Week 2 (Jan 15-21, 2017)
Building with sounds and scripts
Moderator: Carol Rainbow, Nuno Lanca
Learn to create speaking posterboards, magnetic poetry, sound objects, touch items, touch to give notecard scripts.
Objectives
- Learn to modify given scripts to chat information in text
- Learn to add sounds to items
- Learn how to record sounds for Second Life
How to add an automatic text chat message, sound and color
The script needed is:
default
{
touch_start(integer num_detected)
{
llPlaySound(llGetInventoryName(INVENTORY_SOUND, 0), 1);
llSay( 0," I am a cat");
}
collision_start(integer num_detected)
{
if (llDetectedType(0) & AGENT)
{
vector centrePos = llGetPos();
llPlaySound(llGetInventoryName(INVENTORY_SOUND, 0), 1);
}
}
}
The text in red is where you type what you want the object to say.
How to add sounds to a walk-through sphere
The script is:
default
{
collision_start(integer num_detected)
{
if (llDetectedType(0) & AGENT)
{
vector centrePos = llGetPos();
llPlaySound (llGetInventoryName(INVENTORY_SOUND, 0), 1);
state makePhantom;
}
}
}
state makePhantom
{
state_entry()
{
llSetStatus(STATUS_PHANTOM, TRUE);
llSleep(2.0);
llSetStatus(STATUS_PHANTOM, FALSE);
state default;
}
}
A very simple.but different way to present vocabulary.
How to create your own sound files
Recording with Audacity
Audacity is a powerful recording and editing tool which is freely available from http://audacity.sourceforge.net/ . There is an online training guide http://audacity.sourceforge.net/help/documentation and Torley's has made an Audacity tutorial https://support.secondlife.com/ics/support/default.asp?deptID=4417
How to record your own voice
• Open Audacity and make sure that on the bottom left of the screen it says Project Rate: 44100. This is default so should already be right, if not click on the numbers to alter it.
• Plug in a microphone and click the red Record button.

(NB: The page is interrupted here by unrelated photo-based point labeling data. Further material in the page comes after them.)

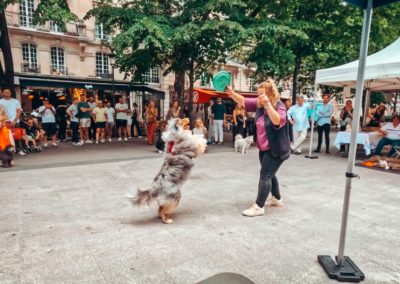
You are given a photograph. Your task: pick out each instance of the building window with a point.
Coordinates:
(29, 56)
(102, 67)
(26, 10)
(252, 84)
(151, 76)
(100, 34)
(54, 27)
(57, 60)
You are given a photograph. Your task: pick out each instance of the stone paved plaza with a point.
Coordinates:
(70, 223)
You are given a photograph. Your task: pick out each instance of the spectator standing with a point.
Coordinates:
(160, 143)
(13, 110)
(122, 109)
(210, 117)
(72, 111)
(129, 124)
(151, 120)
(61, 117)
(12, 106)
(48, 112)
(239, 123)
(298, 118)
(199, 128)
(31, 134)
(100, 117)
(136, 121)
(324, 113)
(376, 116)
(110, 121)
(92, 127)
(219, 111)
(250, 123)
(346, 116)
(84, 114)
(391, 132)
(175, 111)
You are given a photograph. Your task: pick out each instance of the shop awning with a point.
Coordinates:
(202, 96)
(30, 80)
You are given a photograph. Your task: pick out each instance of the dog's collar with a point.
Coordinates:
(170, 147)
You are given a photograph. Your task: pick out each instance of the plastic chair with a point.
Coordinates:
(396, 154)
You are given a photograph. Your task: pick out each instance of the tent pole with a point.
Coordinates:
(345, 269)
(355, 126)
(310, 156)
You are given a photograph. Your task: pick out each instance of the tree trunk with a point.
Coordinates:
(191, 83)
(7, 80)
(179, 86)
(295, 75)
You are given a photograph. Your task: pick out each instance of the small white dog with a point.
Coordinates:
(243, 144)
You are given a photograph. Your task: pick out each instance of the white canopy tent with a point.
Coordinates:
(382, 72)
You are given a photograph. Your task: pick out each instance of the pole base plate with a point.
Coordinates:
(311, 157)
(348, 272)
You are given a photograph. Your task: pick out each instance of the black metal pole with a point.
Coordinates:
(113, 84)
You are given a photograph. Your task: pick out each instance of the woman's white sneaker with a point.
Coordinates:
(253, 211)
(274, 202)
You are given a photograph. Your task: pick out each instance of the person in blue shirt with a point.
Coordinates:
(298, 118)
(324, 114)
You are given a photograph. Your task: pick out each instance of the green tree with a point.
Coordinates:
(47, 10)
(186, 37)
(314, 35)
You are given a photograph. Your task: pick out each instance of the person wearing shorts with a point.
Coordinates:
(84, 113)
(122, 109)
(110, 121)
(100, 117)
(47, 111)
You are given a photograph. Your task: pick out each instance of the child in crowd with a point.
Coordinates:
(199, 129)
(31, 133)
(160, 144)
(100, 116)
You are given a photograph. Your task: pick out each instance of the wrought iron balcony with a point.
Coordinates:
(30, 68)
(59, 70)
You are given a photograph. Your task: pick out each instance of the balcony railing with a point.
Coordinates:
(104, 75)
(59, 71)
(71, 29)
(30, 68)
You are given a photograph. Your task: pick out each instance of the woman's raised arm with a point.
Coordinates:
(236, 97)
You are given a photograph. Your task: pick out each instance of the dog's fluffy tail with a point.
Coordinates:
(142, 197)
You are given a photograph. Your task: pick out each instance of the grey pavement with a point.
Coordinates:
(70, 223)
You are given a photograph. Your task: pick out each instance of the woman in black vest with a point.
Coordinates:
(272, 139)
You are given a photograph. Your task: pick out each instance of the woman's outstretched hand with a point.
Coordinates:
(229, 90)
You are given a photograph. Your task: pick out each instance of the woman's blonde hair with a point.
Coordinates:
(271, 91)
(199, 123)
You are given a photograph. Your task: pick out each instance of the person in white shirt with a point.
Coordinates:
(110, 121)
(72, 110)
(298, 117)
(391, 131)
(122, 110)
(47, 111)
(12, 106)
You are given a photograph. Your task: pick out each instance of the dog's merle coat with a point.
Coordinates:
(181, 148)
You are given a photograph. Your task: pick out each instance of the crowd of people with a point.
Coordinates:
(88, 121)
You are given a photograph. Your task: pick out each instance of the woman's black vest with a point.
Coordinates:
(278, 138)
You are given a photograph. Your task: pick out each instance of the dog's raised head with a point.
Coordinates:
(238, 137)
(250, 139)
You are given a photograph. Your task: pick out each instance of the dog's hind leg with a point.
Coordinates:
(166, 212)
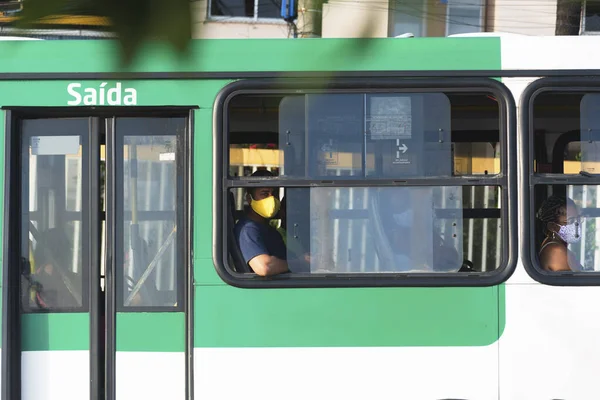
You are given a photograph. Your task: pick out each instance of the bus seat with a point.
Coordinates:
(234, 249)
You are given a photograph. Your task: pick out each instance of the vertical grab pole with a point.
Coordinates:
(134, 227)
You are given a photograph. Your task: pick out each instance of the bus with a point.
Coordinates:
(416, 182)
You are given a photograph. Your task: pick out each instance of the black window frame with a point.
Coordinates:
(506, 180)
(529, 179)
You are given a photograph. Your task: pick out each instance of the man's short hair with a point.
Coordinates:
(259, 172)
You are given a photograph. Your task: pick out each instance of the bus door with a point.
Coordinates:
(102, 253)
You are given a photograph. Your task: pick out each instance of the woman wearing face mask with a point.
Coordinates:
(562, 226)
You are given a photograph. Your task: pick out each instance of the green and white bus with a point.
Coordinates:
(413, 172)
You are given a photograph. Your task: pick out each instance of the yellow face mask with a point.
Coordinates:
(266, 207)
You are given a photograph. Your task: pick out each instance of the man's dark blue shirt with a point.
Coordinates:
(255, 238)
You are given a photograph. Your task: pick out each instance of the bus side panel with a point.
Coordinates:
(379, 343)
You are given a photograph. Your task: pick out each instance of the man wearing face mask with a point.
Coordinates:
(261, 245)
(562, 226)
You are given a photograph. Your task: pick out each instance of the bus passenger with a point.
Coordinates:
(261, 245)
(562, 226)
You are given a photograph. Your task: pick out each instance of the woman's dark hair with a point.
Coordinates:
(552, 209)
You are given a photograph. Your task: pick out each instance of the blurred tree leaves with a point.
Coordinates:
(133, 21)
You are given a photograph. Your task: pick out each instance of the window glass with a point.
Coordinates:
(464, 16)
(358, 136)
(52, 241)
(388, 229)
(566, 141)
(557, 133)
(150, 189)
(245, 8)
(334, 226)
(232, 8)
(407, 16)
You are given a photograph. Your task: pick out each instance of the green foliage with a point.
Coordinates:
(133, 21)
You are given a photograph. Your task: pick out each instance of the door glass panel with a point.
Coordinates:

This automatically creates a track and starts the recording.
• If you want to pause while recording click the Pause button. To continue recording on the same track, click the Pause button again.
• When you have finished recording, click the Stop button
• You will now see a wav form, listen to it and note if there are sections that need to be taken out. Highlight an unwanted section and click on delete, note there is an undo in the edit menu of you get it wrong! Also delete the unrecorded space at the beginning and end of the sound. Make sure that the finished sound file is not more than 9.9 seconds, that is all that Second Life can deal with.
• Upload one sound to Second Life and try it in a poster to see if it is loud enough. If it is not you may need to amplify it. I usually test before making all of the sound files so that I can add the amplification process during the making, it is a pain to go back and add it later.
• I usually amplify the sound by about 5 Db so that it is loud enough once in Second LifeR. To do that highlight the whole track, select Effects / Amplify/ accept the recommended amplification. You will see the wav increase.
NB You can only upload sounds up to 9.5 seconds long to Second LifeR.